What do you think of me? No, I mean, what do you really think? Normally, we read faces for clues. If desperate, we snoop in diaries. This holiday season, try reading the gifts you are given—the message under wraps. The good thing about gifts is that you can choose the interpretive direction: They illuminate what the giver thinks of you and, in turn, what you should think of him.

Some are obvious. That hunk of diamond on a black-velvet backdrop means he loves you. Or at least he thinks he does. Beware of big diamonds, though, that are designed to impress as well as woo. Wasn’t it Narcissus who flaunted the huge rock he planned to give his lover before toppling into the water? A diamond should be discreet, at once stunning and humble. Anything else spells trouble.

Gifts of a technical nature always bode well for a relationship. BlackBerries, Palm devices, sleek silver phones, and computers crammed with gigabytes should hearten. Whether from a spouse, lover, friend, or parent, they are bids for more communication, signifying a hand held out, a desire to connect, a willingness to spend a lot of money on you. They are gifts made of memory and, as such, imply not only a shared future but a shared past worth preserving.

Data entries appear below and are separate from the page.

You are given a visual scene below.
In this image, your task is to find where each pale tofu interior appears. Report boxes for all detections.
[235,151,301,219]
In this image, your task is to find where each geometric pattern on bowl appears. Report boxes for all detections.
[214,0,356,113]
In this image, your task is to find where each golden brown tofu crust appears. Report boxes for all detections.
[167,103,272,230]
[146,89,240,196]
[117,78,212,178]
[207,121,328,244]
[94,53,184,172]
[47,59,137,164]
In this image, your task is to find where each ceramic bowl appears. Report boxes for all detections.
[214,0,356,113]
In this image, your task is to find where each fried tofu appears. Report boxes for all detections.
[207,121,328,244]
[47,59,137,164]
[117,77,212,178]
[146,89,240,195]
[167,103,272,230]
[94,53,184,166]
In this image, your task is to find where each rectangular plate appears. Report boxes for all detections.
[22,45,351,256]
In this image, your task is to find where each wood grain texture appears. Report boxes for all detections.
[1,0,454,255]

However, perishable gifts are a sign of hidden hostility—especially fruit baskets. If a lover gives you apples and bananas, think about couples counseling, or back away from the relationship. Fruit is often considered the symbol of fertility and rebirth, but in a gift-giving context, apples are believed to represent poison. They are often an unconscious Jungian redramatization of Grimm’s Snow White, who was in denial about how much her stepmother hated her, and so fell down as though dead. Don’t make the same mistake.

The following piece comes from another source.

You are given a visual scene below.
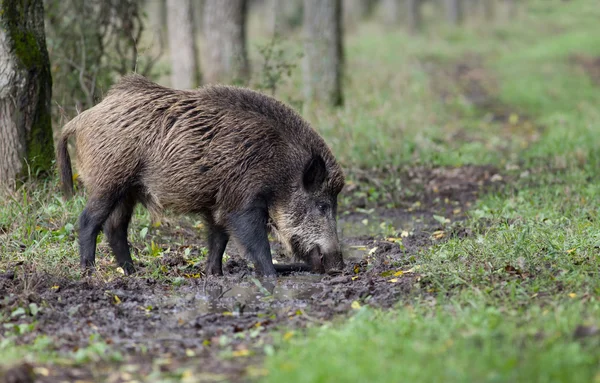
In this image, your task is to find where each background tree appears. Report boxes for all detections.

In short, food is bad. But kitchenware is good. A person who gives pots and pans or slotted spoons feels an uncomplicated affiliation. He wants to break bread with you—and, just as important, he wants you to break bread with others. The one exception to this is anything by George Foreman. In studies like the Stamford-Brown Gift Giving Rating Scale, GF products have been correlated at 1.00 with interpersonal psychopathology. Cultural critics, anthropologists, and literary scholars proffer competing explanations. The simplest: Foreman represents raw American entrepreneurialism. Those who give his grills are market-driven hogs of the hierarchy, their feet on your head.

When a dog gets a gift, the dog should feel confident that the gift giver has trouble in positions of interspecies authority. On not quite the other hand, people who give dogs as gifts have a secret wish to domesticate the recipient and leash his life; think pooper scoopers, walks in all weather, kibble. Watch out especially for poodles, Shiba Inus, and black Labs.

Some gifts are meaningless. (As Freud said, “Sometimes a cigar is just a cigar.”) They usually come in the form of cash or a card. You might feel hurt, as the giver likely has a lukewarm attitude toward you. But fan the money at your fingertips. Make of each bill a little paper boat, or an origami bird, before you do what all our countrymen do, whether Democrat or Republican. We share the same mandate: Spend it.